そのアメジスト色の瞳には微かに涙が浮かんでいた。
「よくよく考えて欲しいんだ。君が運ぶ荷物の『意味』を。昨日海外に行きたいという君の願いを聞いて、今一度それを考えて欲しくて、急ぎ今日の訓練を実施したのだよ」
「――所長、話を遮ってすみません。そろそろテラの怪我を治療してもいいですか?」
アイリスはそう言うとテラに椅子に座すように促し、応急処置の包帯を解く。それから消毒液とガーゼを棚から取り出してテラの額を治療した。
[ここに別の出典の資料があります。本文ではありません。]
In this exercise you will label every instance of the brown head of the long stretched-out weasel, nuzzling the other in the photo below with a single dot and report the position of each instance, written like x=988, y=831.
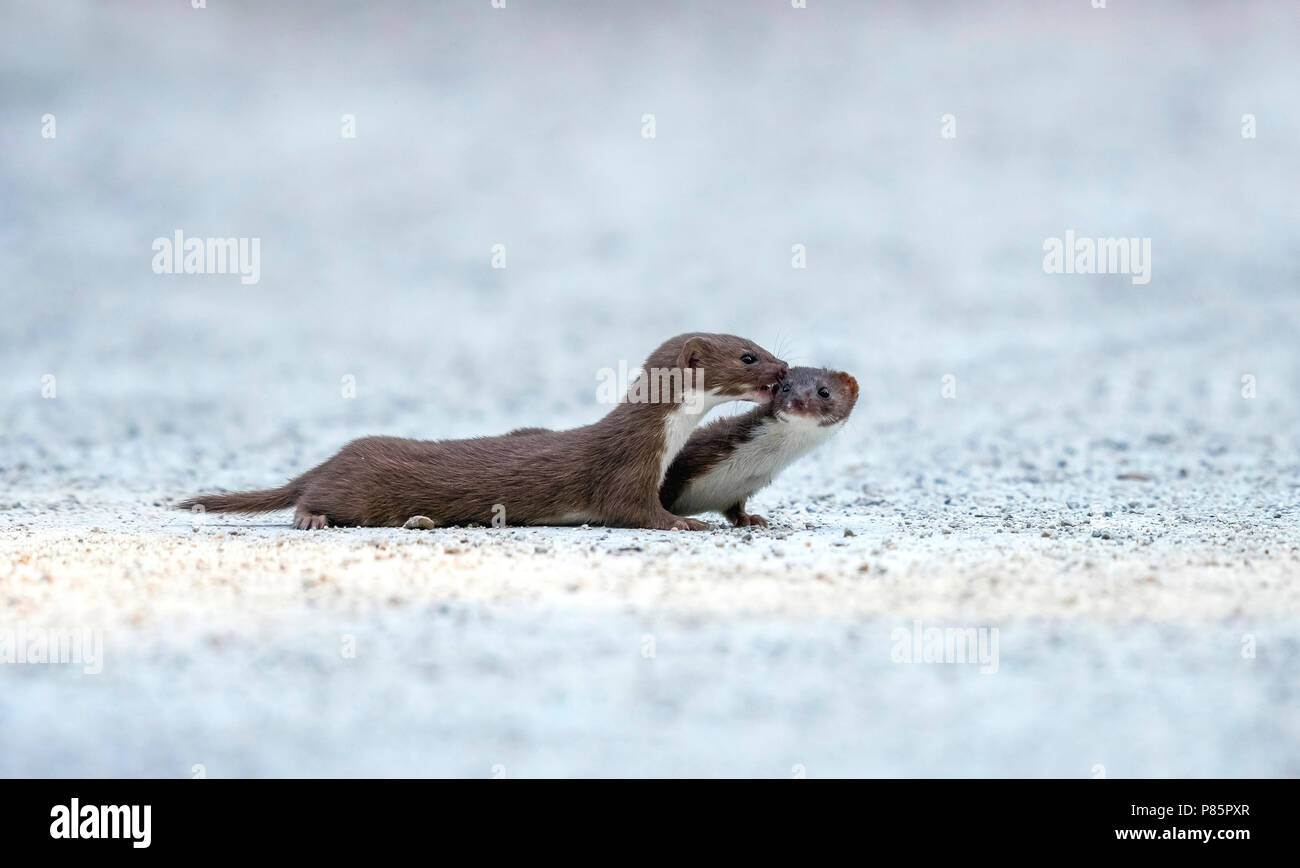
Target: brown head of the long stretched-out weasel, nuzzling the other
x=722, y=366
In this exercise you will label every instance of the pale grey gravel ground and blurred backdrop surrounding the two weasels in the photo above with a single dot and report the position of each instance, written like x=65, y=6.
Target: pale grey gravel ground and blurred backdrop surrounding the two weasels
x=1099, y=491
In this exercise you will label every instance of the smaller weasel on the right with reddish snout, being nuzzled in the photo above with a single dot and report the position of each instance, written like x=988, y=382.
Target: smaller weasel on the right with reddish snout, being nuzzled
x=727, y=462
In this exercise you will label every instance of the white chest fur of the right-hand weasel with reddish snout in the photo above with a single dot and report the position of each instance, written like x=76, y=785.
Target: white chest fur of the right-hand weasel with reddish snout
x=755, y=465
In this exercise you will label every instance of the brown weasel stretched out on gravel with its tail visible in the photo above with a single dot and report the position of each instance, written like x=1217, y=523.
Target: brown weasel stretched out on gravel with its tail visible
x=608, y=472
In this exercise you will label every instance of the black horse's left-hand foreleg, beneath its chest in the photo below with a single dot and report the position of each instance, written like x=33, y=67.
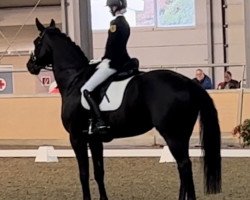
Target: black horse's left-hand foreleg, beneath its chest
x=81, y=152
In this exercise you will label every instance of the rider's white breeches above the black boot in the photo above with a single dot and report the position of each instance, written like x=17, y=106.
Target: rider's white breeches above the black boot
x=102, y=73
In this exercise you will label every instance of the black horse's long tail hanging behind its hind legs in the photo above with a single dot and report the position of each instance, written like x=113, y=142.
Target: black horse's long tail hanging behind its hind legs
x=211, y=143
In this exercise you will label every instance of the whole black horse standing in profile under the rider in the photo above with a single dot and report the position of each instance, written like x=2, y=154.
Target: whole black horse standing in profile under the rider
x=163, y=99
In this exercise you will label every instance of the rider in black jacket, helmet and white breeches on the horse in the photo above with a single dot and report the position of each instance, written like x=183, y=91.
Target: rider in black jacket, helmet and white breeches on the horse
x=115, y=57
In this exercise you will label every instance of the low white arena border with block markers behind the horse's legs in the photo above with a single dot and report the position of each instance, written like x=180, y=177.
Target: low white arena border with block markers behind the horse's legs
x=49, y=154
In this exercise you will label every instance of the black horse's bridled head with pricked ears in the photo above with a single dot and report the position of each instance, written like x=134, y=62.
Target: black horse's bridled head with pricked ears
x=42, y=56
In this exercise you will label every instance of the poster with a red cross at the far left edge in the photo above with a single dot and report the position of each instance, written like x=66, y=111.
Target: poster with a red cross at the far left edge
x=6, y=79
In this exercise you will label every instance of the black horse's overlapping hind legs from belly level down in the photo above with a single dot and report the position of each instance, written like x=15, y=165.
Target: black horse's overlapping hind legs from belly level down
x=179, y=149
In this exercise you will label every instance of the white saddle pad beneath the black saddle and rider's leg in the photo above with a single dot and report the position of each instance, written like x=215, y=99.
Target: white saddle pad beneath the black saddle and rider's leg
x=113, y=98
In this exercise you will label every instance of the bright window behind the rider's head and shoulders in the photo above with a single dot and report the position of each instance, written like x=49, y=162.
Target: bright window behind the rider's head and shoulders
x=143, y=13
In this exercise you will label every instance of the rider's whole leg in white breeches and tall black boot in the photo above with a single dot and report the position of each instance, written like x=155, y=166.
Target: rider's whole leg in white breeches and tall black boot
x=98, y=77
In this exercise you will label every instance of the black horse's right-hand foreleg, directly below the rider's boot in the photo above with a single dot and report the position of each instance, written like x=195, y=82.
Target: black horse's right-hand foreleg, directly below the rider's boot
x=96, y=149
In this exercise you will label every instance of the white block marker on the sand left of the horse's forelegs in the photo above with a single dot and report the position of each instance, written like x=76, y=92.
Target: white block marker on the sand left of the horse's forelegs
x=46, y=154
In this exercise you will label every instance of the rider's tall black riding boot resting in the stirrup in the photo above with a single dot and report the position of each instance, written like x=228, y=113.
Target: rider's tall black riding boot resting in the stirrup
x=100, y=126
テラは所長の顔がアイリスの体で隠れたのをいいことに、少し不満顔で頬を膨らせる。
「こほん。とにかく今回の訓練は『一応』合格だ。君は確かにやり遂げた。これからも精進するように! そうすれば海外にも行けるようになる!」
所長はバツが悪くなったのか、逃げるように視線を外し、あからさまに誤魔化すように書類に目を通し始めた。治療が終わったテラとアイリスは、所長室の扉を閉じて控室に戻った。
「私、郵便局員に向いてないのかな……?」
「所長はああ言ってたけど、私はテラのこと凄いと思うよ。だってほとんど反射的に助けに行ってたじゃん? あれってなかなかできることじゃないと思う」
「……でも、私は確かに大切な荷物を落としちゃったし」
「うん、そうだね」
アイリスはテラの獣耳を撫でながら優しい目でテラを見つめる。それから濡れたスミレ色の髪を静かに梳いてくれる。